这些练习的好处是,它们唤醒了我那些原本处于压抑的情感,那些在平时生活当中不愿去面对的感觉。结合那些关于原生家庭的书籍,我发现即使自己从小就乖,但仍是听着这些话长大的:
“没见过这种孩子。”
“你看看别人!”
“你怎么能这么想呢?”
“你怎么那么笨!”
“你就会呕气。”
“气量这么小干什么?哥哥姐姐逗你是喜欢你。”
因为表达被压制,所以学会了隐藏;因为要极力隐藏,一旦要表达就会充满羞愧和自贬。这种压抑,让本来在小学阶段经常上台表演主持毫不怯场的小女孩,慢慢成了羞于表达、内心越来越孤寂、忧郁和失落的青春期少女,然后又成为一个沉默寡言、内向自闭的年轻人。
逐渐看到自己在家庭中如何被压抑和控制,加上那个时期和父母的冲突,我的内心充满了怨怼;压抑的情绪一旦被释放,对自己成长经历中的遭遇更加沮丧和愤怒。我和很多人一样,在那种氛围下,任由各种情绪冲击自己,到处都有人流泪、哭泣、叫喊、咳嗽、呕吐……哀悼自己成长的创伤。
情绪是表达感受的工具,对于一个长期压抑感受的人来说,这样的练习确实有助于破解我不敢外显情绪的表现,也让这些淤积多年的感觉浮上水面。我猜,我消退的囊肿绝对很大一部分要归功于这些释放情绪的练习。
然而,新的问题却产生了。
当时参加的工作坊,越到后来的练习,却越让我痛苦。因为,它要求我跟父母必须和解。
才刚刚被唤醒愤怒的人,要和解,谈何容易?
我见过一些人在做这样的练习时,僵直地站在原地,迟迟不愿朝代表父母的人那个方向走,最后被别人拉着、推着、簇拥着才完成练习。在这种情形下,有的人会痛哭,有的人一脸面无表情的冷漠。
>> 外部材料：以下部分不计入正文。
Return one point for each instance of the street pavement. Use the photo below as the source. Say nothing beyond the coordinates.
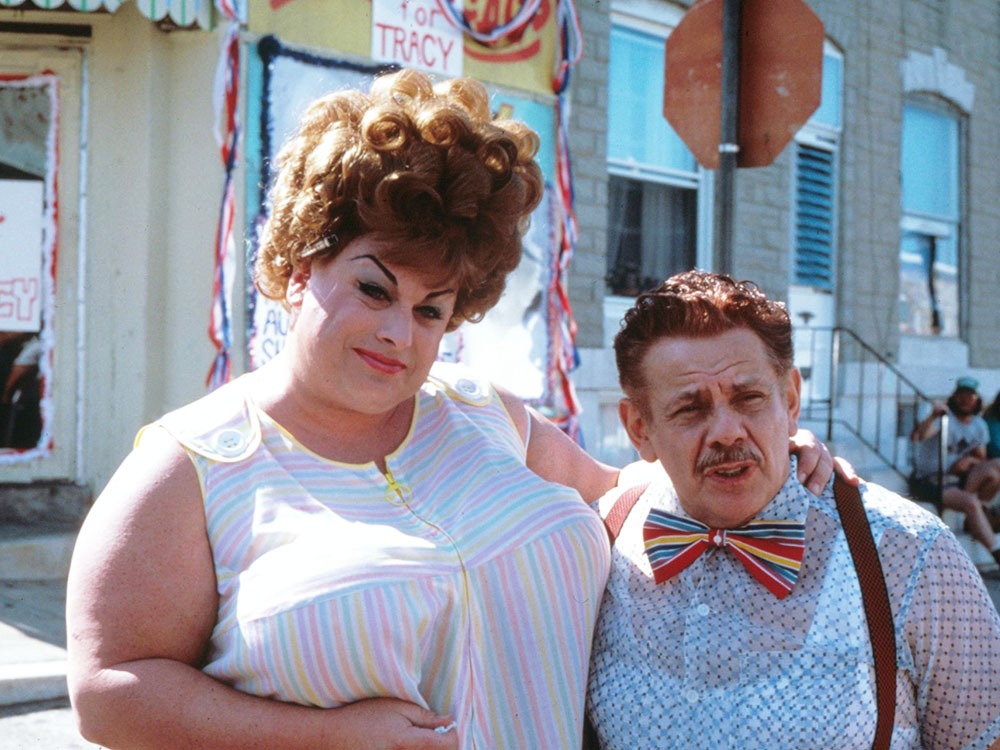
(33, 639)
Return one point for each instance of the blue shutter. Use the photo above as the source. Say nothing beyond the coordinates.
(814, 208)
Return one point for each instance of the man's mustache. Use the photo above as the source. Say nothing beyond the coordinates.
(715, 456)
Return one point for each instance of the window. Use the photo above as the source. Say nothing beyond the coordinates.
(816, 149)
(929, 227)
(657, 196)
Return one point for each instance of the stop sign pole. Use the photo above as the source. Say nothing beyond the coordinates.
(725, 186)
(740, 78)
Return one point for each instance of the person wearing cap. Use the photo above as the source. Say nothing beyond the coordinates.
(970, 481)
(734, 615)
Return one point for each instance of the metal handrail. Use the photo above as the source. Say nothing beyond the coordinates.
(902, 391)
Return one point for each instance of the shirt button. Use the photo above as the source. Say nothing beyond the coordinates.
(230, 442)
(467, 387)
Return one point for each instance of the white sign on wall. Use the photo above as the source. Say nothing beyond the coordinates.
(416, 34)
(21, 255)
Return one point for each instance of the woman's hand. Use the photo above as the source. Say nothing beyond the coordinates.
(816, 465)
(392, 724)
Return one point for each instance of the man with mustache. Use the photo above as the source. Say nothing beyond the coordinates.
(733, 615)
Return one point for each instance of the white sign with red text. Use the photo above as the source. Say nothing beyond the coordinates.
(21, 255)
(416, 34)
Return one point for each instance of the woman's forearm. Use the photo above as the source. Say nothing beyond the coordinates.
(161, 703)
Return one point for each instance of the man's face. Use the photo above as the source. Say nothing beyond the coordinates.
(718, 419)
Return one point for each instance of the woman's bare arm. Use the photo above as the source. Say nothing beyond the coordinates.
(141, 605)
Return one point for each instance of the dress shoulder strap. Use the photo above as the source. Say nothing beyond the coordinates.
(222, 426)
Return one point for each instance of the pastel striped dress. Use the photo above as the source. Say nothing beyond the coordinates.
(458, 580)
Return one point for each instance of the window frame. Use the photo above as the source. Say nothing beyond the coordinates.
(825, 137)
(936, 225)
(659, 20)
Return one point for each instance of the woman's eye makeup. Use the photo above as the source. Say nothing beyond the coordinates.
(430, 312)
(372, 290)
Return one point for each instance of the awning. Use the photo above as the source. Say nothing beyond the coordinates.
(181, 12)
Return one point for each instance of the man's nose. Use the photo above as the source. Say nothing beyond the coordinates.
(725, 427)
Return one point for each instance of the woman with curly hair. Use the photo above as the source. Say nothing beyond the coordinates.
(355, 546)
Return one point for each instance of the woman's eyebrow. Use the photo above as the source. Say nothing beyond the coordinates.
(377, 262)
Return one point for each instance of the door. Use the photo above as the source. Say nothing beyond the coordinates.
(40, 356)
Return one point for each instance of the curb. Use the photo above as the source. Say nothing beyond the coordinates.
(35, 681)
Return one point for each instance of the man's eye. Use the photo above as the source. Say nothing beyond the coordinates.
(373, 290)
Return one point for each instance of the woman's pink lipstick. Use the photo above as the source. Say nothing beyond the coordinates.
(387, 365)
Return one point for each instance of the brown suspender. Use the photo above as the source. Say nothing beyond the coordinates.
(874, 595)
(620, 510)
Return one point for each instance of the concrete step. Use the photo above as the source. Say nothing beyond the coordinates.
(32, 641)
(873, 469)
(35, 552)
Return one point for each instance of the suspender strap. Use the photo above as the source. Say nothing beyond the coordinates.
(620, 510)
(876, 601)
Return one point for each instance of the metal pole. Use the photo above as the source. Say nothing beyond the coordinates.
(725, 185)
(834, 367)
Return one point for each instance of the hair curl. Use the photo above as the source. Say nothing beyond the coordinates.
(443, 186)
(698, 304)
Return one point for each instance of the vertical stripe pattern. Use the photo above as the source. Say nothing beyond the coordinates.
(476, 596)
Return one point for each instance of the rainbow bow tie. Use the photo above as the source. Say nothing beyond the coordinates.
(770, 550)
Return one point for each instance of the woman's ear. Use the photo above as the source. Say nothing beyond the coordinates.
(297, 283)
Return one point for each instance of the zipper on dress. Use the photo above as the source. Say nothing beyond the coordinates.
(396, 493)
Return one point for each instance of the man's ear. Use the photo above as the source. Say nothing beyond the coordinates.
(636, 426)
(794, 399)
(297, 284)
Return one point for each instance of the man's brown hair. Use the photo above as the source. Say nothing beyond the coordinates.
(698, 304)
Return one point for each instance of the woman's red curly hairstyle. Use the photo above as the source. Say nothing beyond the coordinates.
(425, 169)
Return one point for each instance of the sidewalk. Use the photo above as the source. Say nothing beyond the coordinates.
(32, 641)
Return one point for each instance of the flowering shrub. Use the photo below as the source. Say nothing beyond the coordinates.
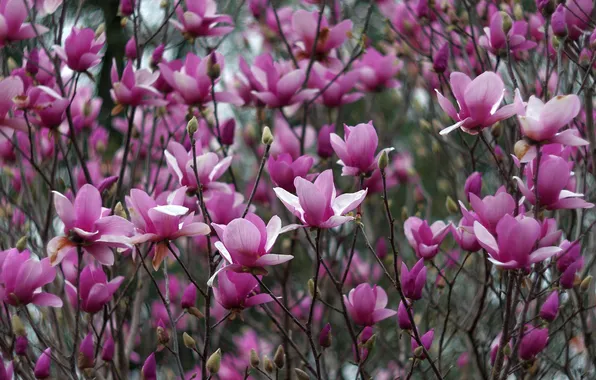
(315, 189)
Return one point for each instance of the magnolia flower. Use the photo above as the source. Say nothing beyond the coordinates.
(89, 227)
(236, 291)
(356, 151)
(201, 19)
(541, 122)
(478, 102)
(95, 290)
(209, 168)
(246, 243)
(23, 276)
(553, 179)
(12, 15)
(514, 246)
(316, 204)
(423, 238)
(366, 304)
(162, 224)
(81, 49)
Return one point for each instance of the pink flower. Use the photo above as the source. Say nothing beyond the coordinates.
(553, 179)
(533, 341)
(478, 101)
(316, 204)
(514, 246)
(236, 291)
(209, 168)
(356, 151)
(366, 304)
(12, 15)
(43, 364)
(495, 40)
(22, 278)
(278, 84)
(201, 19)
(95, 290)
(161, 224)
(283, 170)
(541, 122)
(10, 87)
(304, 25)
(134, 88)
(247, 243)
(423, 238)
(88, 226)
(377, 71)
(192, 81)
(81, 49)
(412, 281)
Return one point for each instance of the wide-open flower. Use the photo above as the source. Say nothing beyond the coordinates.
(553, 179)
(478, 102)
(237, 291)
(246, 243)
(412, 281)
(12, 27)
(209, 167)
(283, 170)
(366, 304)
(496, 41)
(134, 88)
(162, 224)
(280, 84)
(193, 83)
(22, 278)
(533, 342)
(514, 246)
(88, 226)
(423, 238)
(95, 290)
(356, 151)
(81, 49)
(316, 204)
(9, 88)
(541, 122)
(201, 19)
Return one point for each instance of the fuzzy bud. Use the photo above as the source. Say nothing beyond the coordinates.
(280, 357)
(214, 362)
(192, 126)
(254, 359)
(189, 341)
(267, 136)
(300, 374)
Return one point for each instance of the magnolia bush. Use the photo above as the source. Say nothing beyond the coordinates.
(315, 189)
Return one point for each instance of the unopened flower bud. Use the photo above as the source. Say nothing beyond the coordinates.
(300, 374)
(214, 362)
(383, 160)
(192, 126)
(21, 244)
(189, 341)
(450, 205)
(280, 357)
(268, 364)
(585, 284)
(254, 359)
(267, 136)
(17, 326)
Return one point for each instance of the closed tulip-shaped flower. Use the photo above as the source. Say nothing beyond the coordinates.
(514, 246)
(317, 204)
(366, 304)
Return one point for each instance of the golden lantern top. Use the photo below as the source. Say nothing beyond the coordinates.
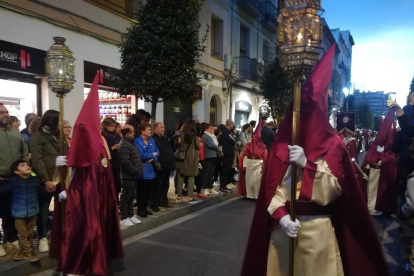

每当工作坊有人分享类似“我回家抱了我妈妈,我哭了”“我帮我妈按摩了”之类的话题,都让我很有压力。在我心中产生了一个巨大的问号——既然人的成长中受到的强迫与控制是一种伤害,那现在不顾内心的感受被这样强制要求和解,难道不是另一种伤害?